ここ数年、人工知能(AI)をはじめ、テクノロジーの進歩が目覚ましい。教師や弁護士、医者など、これまで人間にしかできないと思われていた仕事も、もはや機械の方が上を行く。そんなAI時代を見通し、どう対応すべきかを説いた書である。「機械との競争」に勝って、仕事を維持し、成功するための5つの選択肢が示される。

要約

人間の仕事をコンピュータが奪う?

 機械が、人間の仕事を奪ってしまうのではないか ―― 。人々はこうした不安を常に抱いてきたが、結果的にはいつも良い方向へ進んだ。

 自動化で仕事がなくなるという考え方は誤りである、ということを示す経済学の研究は多い。こうした研究によれば、生産性が上がれば、仕事は減るのではなく必ず増えるという。実際、技術革新によって多くの仕事が人間の手を離れたが、それと同時に新しい高次の仕事が生まれた。

 今日でも、オックスフォード大学の研究によれば、コンピュータ化によって近い将来、米国の47%の仕事がなくなるおそれがあるという。だが経済学者は、これも一時的な現象に過ぎないと主張している。

 だが、今回は事情が違うとしたらどうだろう?

 というのは、現在機械に置き換わりつつある仕事は、これまでの仕事とは種類が違うからだ。

 自動化は3つの段階に分類できる。

 第1の自動化では、機械が肉体的に辛い仕事から人間を解放した。次に第2の自動化が生まれた。その対象は退屈な仕事だ。銀行の窓口係や航空会社の予約係など、定型化されている仕事がコンピュータ化された。そのせいで職を失った人は多い。

 そして今、第3の自動化の時代が来ている。
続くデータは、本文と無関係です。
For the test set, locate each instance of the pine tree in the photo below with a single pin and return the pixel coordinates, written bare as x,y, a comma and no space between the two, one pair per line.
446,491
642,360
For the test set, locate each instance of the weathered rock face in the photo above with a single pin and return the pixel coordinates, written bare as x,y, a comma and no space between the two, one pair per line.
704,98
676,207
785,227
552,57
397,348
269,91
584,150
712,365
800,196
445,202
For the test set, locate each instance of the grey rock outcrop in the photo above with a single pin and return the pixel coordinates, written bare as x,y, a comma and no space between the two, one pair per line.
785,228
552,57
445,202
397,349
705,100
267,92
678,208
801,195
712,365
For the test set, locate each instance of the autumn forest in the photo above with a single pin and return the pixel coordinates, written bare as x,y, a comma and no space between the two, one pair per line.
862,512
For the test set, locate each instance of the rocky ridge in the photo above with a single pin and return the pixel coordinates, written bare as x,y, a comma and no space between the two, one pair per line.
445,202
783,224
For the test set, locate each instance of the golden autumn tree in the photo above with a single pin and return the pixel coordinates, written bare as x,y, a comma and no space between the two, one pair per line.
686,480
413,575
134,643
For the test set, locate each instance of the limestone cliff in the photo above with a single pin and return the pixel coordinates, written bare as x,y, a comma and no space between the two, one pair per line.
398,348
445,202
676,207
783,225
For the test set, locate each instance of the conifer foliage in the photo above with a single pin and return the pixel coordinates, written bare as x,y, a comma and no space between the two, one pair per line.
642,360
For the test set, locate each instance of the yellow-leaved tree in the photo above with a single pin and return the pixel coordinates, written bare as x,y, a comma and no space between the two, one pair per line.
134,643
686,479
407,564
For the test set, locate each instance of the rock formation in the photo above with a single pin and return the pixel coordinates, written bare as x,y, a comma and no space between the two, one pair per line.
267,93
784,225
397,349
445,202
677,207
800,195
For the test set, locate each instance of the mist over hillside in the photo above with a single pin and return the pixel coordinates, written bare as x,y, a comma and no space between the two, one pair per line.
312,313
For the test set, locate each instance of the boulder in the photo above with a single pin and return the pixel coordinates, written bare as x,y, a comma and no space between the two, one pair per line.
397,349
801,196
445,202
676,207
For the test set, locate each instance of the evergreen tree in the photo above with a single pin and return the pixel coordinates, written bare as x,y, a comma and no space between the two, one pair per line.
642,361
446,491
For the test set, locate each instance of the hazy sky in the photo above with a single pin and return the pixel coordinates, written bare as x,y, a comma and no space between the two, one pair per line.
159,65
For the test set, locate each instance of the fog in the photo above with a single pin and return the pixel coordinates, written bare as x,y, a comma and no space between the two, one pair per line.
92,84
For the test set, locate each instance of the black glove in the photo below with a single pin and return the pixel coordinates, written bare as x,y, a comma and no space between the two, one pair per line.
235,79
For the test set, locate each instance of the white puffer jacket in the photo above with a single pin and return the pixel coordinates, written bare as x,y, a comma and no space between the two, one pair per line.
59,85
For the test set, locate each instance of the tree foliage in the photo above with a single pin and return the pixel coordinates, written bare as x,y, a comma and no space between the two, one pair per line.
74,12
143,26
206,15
機械が知能を向上させ、私たちの一挙一動を見守るようになるのだ。今やコンピュータが人間より優れた判断を下せることは、様々な状況下で証明されている。この自動化で影響を受けるのは、医師や弁護士、会計士、教授など、これまで機械では置き換えられないと考えられてきた「知識労働者」である。そして、先進諸国の労働者の4分の1から半分が、知識労働者に相当する。

 知識労働者の仕事が自動化への道をたどっていることを示す証拠は多い。例えば ――

現在、基幹作業を担える自動システムがある

 自動化によって、人間の仕事が奪われる。それを示す最大の証拠は、現在すでに、基幹機能を担当する自動システムが存在することだ。